Reputation: 12211
Can we build an Application using UIWebView that will entirely mimic the Safari Browser?
Are there any cases where UIWebview can not do what that can be done in Safari?
Upvotes: 2
Views: 660
Reputation: 3752
Rendering content in UIWebView will be much slower than it is in Safari.
Safari's Javascript engine uses a "just in time" compiler. It takes the incoming Javascript code and transforms it on the fly into machine code that can run directly on the iOS device's ARM CPU. This allows Javascript code to run at a speed similar to a native app's code.
The problem is that Apple doesn't trust third-party developers with this power. If a third-party app had the power to convert Javascript into machine code and run it, that app would also have the power to download and run other pieces of machine code—and Apple would never get the chance to review that code. Once App Review approved it, (developers/hackers) can change the downloaded code into something that logs your passwords or something. And there's no way to grant this power only to UIWebView and not to other parts of an app, because UIWebView runs in the same process as the developer's code.
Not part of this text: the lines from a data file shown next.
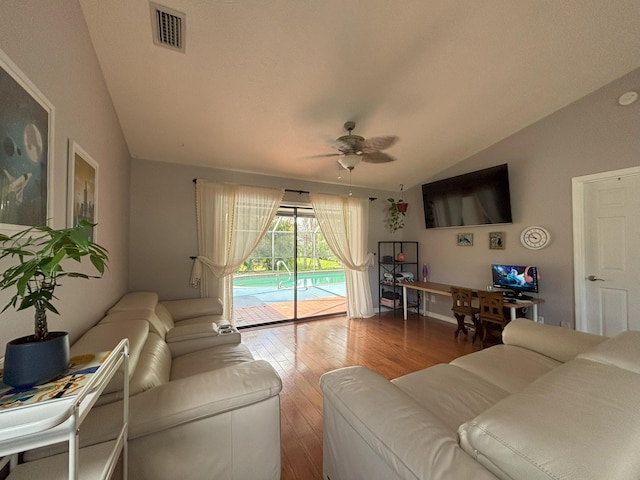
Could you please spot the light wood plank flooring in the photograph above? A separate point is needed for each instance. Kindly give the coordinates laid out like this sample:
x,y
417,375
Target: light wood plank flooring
x,y
302,352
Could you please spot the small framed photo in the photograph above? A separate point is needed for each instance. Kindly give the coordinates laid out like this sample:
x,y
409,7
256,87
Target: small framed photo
x,y
496,240
83,188
465,239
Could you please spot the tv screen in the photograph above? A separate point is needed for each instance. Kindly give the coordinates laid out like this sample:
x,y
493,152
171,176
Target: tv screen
x,y
515,277
476,198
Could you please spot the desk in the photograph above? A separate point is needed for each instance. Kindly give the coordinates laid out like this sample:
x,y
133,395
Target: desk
x,y
444,289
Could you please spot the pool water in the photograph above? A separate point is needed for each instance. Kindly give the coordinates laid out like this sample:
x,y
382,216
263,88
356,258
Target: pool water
x,y
284,280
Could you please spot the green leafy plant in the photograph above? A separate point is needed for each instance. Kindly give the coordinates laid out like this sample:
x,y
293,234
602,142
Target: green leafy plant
x,y
395,216
40,252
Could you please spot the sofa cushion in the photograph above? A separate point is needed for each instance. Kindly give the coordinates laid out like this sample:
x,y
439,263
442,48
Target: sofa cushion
x,y
209,359
155,325
104,337
561,344
164,317
508,367
131,301
154,365
450,393
579,421
193,307
622,351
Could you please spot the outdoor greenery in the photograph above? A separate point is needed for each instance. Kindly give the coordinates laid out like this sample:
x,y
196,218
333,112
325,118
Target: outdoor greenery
x,y
275,252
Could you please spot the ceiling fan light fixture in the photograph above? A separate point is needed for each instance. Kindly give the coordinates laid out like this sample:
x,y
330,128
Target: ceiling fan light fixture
x,y
349,161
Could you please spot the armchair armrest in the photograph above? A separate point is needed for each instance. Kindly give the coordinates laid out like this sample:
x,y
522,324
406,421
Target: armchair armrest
x,y
202,395
193,307
396,436
178,402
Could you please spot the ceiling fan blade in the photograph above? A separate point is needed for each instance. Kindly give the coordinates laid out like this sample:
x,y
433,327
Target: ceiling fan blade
x,y
323,155
374,144
377,157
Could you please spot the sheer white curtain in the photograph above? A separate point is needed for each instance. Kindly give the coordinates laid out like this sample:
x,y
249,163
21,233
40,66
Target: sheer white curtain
x,y
231,221
344,222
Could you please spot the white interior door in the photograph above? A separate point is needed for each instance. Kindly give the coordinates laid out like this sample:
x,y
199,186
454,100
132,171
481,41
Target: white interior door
x,y
607,241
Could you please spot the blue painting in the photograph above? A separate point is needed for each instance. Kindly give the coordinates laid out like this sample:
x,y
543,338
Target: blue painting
x,y
24,152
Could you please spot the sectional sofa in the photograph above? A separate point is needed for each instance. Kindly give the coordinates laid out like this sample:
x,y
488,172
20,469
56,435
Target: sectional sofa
x,y
548,403
201,407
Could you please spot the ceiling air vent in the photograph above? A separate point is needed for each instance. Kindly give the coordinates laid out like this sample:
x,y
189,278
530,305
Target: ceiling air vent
x,y
168,27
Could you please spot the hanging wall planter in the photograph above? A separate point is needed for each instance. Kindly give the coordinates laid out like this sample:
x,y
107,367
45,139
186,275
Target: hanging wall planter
x,y
396,212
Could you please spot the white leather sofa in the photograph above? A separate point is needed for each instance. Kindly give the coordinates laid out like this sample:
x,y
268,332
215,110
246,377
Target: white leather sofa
x,y
550,403
200,406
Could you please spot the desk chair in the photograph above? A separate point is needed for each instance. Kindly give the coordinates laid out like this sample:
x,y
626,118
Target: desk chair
x,y
491,312
461,308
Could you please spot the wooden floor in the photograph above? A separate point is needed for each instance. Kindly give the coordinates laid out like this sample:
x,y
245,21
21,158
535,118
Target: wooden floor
x,y
302,352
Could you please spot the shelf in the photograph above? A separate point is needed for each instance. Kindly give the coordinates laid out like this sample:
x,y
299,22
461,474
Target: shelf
x,y
389,267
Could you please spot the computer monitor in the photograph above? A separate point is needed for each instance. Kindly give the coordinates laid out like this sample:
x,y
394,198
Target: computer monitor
x,y
515,278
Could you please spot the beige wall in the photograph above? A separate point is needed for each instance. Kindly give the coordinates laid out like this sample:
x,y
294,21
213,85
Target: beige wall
x,y
50,43
592,135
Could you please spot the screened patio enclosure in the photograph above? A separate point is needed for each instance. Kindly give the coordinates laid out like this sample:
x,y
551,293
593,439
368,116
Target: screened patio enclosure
x,y
292,275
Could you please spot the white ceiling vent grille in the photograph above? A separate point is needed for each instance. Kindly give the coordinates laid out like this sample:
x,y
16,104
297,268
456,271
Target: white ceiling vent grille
x,y
168,27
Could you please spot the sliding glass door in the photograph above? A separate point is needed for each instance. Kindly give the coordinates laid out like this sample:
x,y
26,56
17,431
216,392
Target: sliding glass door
x,y
292,275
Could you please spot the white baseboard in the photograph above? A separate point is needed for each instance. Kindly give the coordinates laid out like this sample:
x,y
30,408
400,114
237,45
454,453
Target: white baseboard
x,y
439,316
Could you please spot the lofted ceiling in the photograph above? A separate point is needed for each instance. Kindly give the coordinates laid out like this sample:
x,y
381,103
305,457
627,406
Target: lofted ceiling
x,y
265,85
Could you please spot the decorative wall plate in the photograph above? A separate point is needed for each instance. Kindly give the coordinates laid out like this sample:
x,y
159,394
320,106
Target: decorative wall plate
x,y
535,237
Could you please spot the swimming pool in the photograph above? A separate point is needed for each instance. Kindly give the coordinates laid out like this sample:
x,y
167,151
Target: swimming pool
x,y
284,280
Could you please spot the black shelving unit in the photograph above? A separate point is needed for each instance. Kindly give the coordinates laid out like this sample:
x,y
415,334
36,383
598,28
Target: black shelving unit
x,y
398,262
So basically Apple forbids this because allowing it would break the security provided by the App Store and make iOS more vulnerable to attack. They can allow it for Safari because they control what Safari does, but they can't trust others not to abuse that ability.
Upvotes: 0
Reputation: 11
You cannot easily build an application that mimics the Safari browser using the public API exposed by UIWebView component. For one thing, please look at the UIWebView delegate methods. When you have frames inside the page you want to load, you may have a hard time telling if a user has clicked inside an iframe/frame or clicked on a link in the main document.
Dealing with authentication to site with invalid certificates is also hard with the UIWebView component, especially when the site with invalid certificate is reached by clicking a link inside an iframe.
Upvotes: 0
Reputation: 47044
For one thing, you have a separate cookie storage per app. So if a user has some preferences at site X within Safari, it won't have those preferences at site X within your browser, and vice versa. Apart from that a UIWebView is very much like the real thing.